Probing fundamental physics by measuring the cosmic microwave background from 5200 meters

Michael Niemack (National Institute of Standards & Technology, Boulder)
Event Date and Time: 
Mon, 2011-11-21 16:00 - 17:00
Hennings 318
Local Contact: 
Jaymie Matthews and Mark Halpern
Intended Audience: 
Recent measurements of the cosmic microwave background (CMB) have played a major role in the development of the "standard model" of cosmology: a universe dominated by dark energy and dark matter. However, fundamental aspects of the cosmos remain elusive, such as the nature of dark energy and dark matter and whether an inflationary epoch occurred in the first 10^(-30) seconds after the big bang. We are helping to address these issues with high precision, high-resolution measurements of the CMB temperature and polarization. The 6-meter Atacama Cosmology Telescope (ACT) is located at 5200 meters in northeastern Chile, and was used to observe the CMB temperature fluctuations on arcminute scales for three years of observations. First light was observed with ACT using three arrays of superconducting transition-edge sensor bolometers (operated at 148, 218, and 277 GHz) in 2008. These measurements led to the discovery of new galaxy clusters, improved constraints on cosmological parameters, and the first detection of the CMB gravitational lensing power spectrum.

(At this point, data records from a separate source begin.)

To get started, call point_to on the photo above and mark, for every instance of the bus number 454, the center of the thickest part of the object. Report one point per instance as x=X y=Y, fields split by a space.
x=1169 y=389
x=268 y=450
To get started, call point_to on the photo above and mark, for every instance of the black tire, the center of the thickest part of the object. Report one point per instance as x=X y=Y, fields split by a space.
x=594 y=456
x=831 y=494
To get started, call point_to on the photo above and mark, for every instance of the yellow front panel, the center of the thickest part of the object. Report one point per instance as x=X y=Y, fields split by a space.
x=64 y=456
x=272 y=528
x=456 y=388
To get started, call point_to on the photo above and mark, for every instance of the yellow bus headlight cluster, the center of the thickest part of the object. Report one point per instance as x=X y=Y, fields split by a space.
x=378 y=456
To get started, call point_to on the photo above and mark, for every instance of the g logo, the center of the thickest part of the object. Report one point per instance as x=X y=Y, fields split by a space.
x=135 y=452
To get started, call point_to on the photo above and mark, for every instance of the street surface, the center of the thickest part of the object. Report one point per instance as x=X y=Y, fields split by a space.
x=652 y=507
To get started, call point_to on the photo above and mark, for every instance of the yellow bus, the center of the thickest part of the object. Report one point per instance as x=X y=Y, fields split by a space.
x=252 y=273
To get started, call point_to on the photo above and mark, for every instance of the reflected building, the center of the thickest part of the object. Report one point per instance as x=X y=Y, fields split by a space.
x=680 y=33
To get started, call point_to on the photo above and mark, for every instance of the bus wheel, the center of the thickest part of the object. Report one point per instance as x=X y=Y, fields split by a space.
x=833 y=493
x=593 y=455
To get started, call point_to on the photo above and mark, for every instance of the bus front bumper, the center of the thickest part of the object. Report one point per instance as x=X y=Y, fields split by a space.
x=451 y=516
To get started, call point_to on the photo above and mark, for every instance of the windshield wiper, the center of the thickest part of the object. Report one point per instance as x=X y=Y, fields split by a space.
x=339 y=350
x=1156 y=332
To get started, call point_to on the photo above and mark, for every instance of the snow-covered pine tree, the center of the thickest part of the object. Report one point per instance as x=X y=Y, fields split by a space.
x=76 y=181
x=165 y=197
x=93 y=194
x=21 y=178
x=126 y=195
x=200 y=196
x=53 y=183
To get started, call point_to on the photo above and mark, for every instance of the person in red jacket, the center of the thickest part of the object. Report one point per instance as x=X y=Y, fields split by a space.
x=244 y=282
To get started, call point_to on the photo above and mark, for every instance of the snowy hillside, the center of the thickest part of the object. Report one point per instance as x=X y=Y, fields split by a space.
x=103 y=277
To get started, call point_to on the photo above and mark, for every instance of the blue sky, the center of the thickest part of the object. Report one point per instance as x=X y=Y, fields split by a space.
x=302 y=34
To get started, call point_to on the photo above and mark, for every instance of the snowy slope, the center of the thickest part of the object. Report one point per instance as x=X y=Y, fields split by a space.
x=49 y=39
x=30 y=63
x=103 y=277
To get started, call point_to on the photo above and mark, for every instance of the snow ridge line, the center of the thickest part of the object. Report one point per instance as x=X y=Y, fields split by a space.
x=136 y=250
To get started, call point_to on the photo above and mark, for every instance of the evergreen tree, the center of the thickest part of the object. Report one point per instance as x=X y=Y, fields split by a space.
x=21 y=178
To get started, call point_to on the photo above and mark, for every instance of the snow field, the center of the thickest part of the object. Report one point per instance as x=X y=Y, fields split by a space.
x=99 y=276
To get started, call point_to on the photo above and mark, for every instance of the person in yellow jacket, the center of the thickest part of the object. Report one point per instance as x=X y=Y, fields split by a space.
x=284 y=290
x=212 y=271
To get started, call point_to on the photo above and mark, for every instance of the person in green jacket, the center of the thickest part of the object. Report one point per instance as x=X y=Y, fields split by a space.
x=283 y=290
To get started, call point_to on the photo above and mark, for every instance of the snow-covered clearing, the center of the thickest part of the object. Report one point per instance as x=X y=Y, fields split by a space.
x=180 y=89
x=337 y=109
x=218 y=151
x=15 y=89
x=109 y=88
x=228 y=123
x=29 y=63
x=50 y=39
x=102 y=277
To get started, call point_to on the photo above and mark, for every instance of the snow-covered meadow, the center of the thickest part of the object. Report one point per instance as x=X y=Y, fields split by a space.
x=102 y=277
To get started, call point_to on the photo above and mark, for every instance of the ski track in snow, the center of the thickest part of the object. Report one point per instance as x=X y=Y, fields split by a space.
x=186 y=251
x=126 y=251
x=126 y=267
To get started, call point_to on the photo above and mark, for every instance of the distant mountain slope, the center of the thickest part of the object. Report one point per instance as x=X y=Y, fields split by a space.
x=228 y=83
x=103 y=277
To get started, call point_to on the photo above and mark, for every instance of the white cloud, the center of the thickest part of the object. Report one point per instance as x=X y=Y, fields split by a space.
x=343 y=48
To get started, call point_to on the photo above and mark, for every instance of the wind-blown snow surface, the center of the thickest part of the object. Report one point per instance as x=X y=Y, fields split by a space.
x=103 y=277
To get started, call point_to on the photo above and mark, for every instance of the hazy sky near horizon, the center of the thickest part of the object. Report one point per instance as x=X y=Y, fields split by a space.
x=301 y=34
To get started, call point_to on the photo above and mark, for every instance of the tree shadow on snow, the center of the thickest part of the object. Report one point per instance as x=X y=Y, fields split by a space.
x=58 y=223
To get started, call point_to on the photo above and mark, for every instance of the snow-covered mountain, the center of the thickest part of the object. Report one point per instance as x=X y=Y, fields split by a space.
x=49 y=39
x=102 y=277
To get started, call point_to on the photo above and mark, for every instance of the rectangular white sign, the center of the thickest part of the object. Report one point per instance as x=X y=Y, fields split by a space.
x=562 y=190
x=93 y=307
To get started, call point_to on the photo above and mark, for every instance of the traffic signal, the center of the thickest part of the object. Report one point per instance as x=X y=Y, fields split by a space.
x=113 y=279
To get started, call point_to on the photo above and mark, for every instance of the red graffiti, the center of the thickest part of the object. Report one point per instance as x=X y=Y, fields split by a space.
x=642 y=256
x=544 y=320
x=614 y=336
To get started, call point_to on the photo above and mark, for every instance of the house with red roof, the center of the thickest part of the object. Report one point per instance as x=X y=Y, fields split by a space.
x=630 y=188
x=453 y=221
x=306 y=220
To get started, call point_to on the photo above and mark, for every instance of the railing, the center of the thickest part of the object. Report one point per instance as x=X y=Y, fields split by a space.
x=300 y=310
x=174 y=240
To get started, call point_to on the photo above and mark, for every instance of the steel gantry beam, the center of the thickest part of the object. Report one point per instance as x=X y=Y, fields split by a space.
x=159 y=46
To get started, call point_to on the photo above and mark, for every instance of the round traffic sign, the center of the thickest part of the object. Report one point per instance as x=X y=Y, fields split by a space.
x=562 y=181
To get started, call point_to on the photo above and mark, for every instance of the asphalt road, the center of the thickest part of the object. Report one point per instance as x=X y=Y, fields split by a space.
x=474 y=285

Will will soon deploy two polarization-sensitive instruments at the ACT site to probe the CMB on both large and small angular scales using new superconducting polarimeter arrays under development at NIST. The Atacama B-mode Search (ABS) will probe GUT energy scales by searching for the "smoking gun of inflation" - the signature of inflationary gravity waves in the CMB polarization. The ACTPol receiver will add polarization sensitivity to ACT (as well as ~4x the temperature sensitivity) enabling a wealth of new science objectives. By making high precision measurements of the power spectra of the polarization anisotropies and gravitational lensing of the CMB, ACTPol will provide strong constraints on the inflationary potential, the sum of the neutrino masses, and early dark energy. Cross-correlating these measurements with optical observations will strengthen constraints on the neutrino mass sum and dark energy, in addition to providing optical counterparts for the ~10^3 galaxy clusters that will be detected by ACTPol. We will describe the CMB science, observations, and instrumentation.